# Is my battery bad or is my laptop fried?



## Beatboxx (Jun 12, 2010)

I have a Dell Inspiron 1520. The charger I was using for it started to rip at the end where it goes into the laptop. I didn't worry about it until the charger started to not work unless it was bent in a certain way. It began to rip even more and then it actually started to spark if I moved it around. Shortly after, it just sparked and the charger stopped working completely (or so I thought?).

I bought a new charger off of Amazon.com, and it didn't work. It wasn't charging my laptop at all. People suggested removing the battery to see if the charger makes the laptop turn on at all, but that didn't work either. I shipped it back and got a refund.

I then bought a $35 universal charger off of Newegg.com. I was frustrated to find out that this new charger wasn't working either, but then I started to consider other things - is it my battery that's the problem? I was told that a charger should be able to power a laptop without the battery being in it, but I tried that and it doesn't work, which leaves me with one question: is my laptop fried?

I want to know before I go ahead and waste more money by buying a new battery if it's not even the battery that's the issue. Thanks in advance guys!


----------



## Viperhoa (Jun 11, 2010)

It might be possible that the "Spark" might have shorted out something on the motherboard. If other chargers are not working, a new battery might not help as the power charger is tied into the same system as the battery. An expert might be able to help you out more with this issue.


----------



## leo_kendall (May 11, 2010)

Your dc jack on the laptop could be loose or broke power connection from the motherboard.


----------



## Beatboxx (Jun 12, 2010)

So how do I find out what's wrong with my laptop? Should I open it up myself and check it out or should I take it to GeekSquad or something like that?
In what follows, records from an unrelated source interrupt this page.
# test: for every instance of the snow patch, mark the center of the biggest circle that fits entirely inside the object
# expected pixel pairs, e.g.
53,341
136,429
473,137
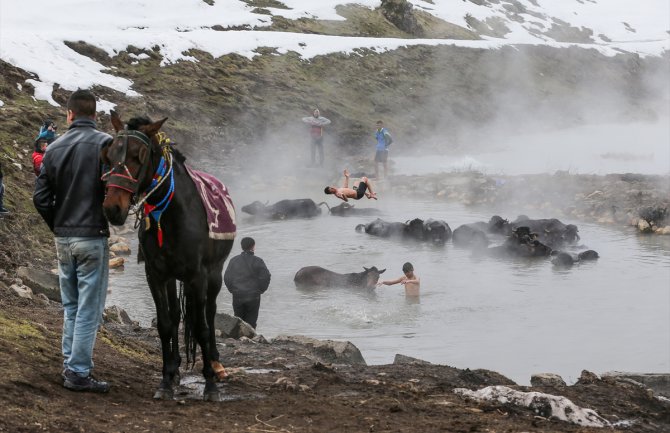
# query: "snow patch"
545,405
Thanks for your help guys.


----------



## leo_kendall (May 11, 2010)

Since it's a 1501 i take it the warranty as run out. If not send it in.

If the sparks was happing on the cord itself i don't think them sparks would fry anything in the laptop. Chances are the sparks did kill the adapter/charger though. And your laptop battery ran so low over a long period of time and prob won't even hold a charge now.

Is The dc jack on the laptop loose?
If you think your up to it you can take the laptop apart and try and re-solder the jack thermals to the board. 
Without seeing the laptop i can't tel you what to do for sure, i can only suggest ideas.
Search laptop loose dc jack on google and youtube. It might give you a better idea.

Best of luck.


----------



## Beatboxx (Jun 12, 2010)

Okay so I sat down with my dad to take apart my laptop to see what the deal was. My dad does electric work, so he used his voltmeter on the charger I bought from Newegg.com to see how many volts the charger is putting out. To my surprise, we found out that the charger is only putting out 6 volts.

It says on the charger and on the box that the charger puts out 19 volts, which is what is needed to charge my battery and ultimately run my laptop. Is it possible that after I bought a defective charger off of Amazon.com, I bought ANOTHER defective charger off of Newegg.com?

If this charger is seriously defective, I just don't know where to look to get a charger that's actually going to work. Here's some information on what my laptop needs to run if you guys can help me just one last time here:

Dell Inspiron 1520
Input: 19.5V // 3.34A / 4.62A
FOR USE WITH ADAPTER PA-10 or PA-12


Now for the battery:

Rechargeable Li-ion Battery
TYPE GK479
Rating: 11.1V
Capacity 56Wh

Thanks guys!!


----------



## leo_kendall (May 11, 2010)

ebay, i bout 3 or 4 adapters of there for around 5-6 bucks each, everyone of them worked. (bought for my dell inspiron 1200 and my acer aspire 4720z, Adapters are bacily the same just a different tip. If u wanted to i could just snip the wires and change the tips over and it still works.)


----------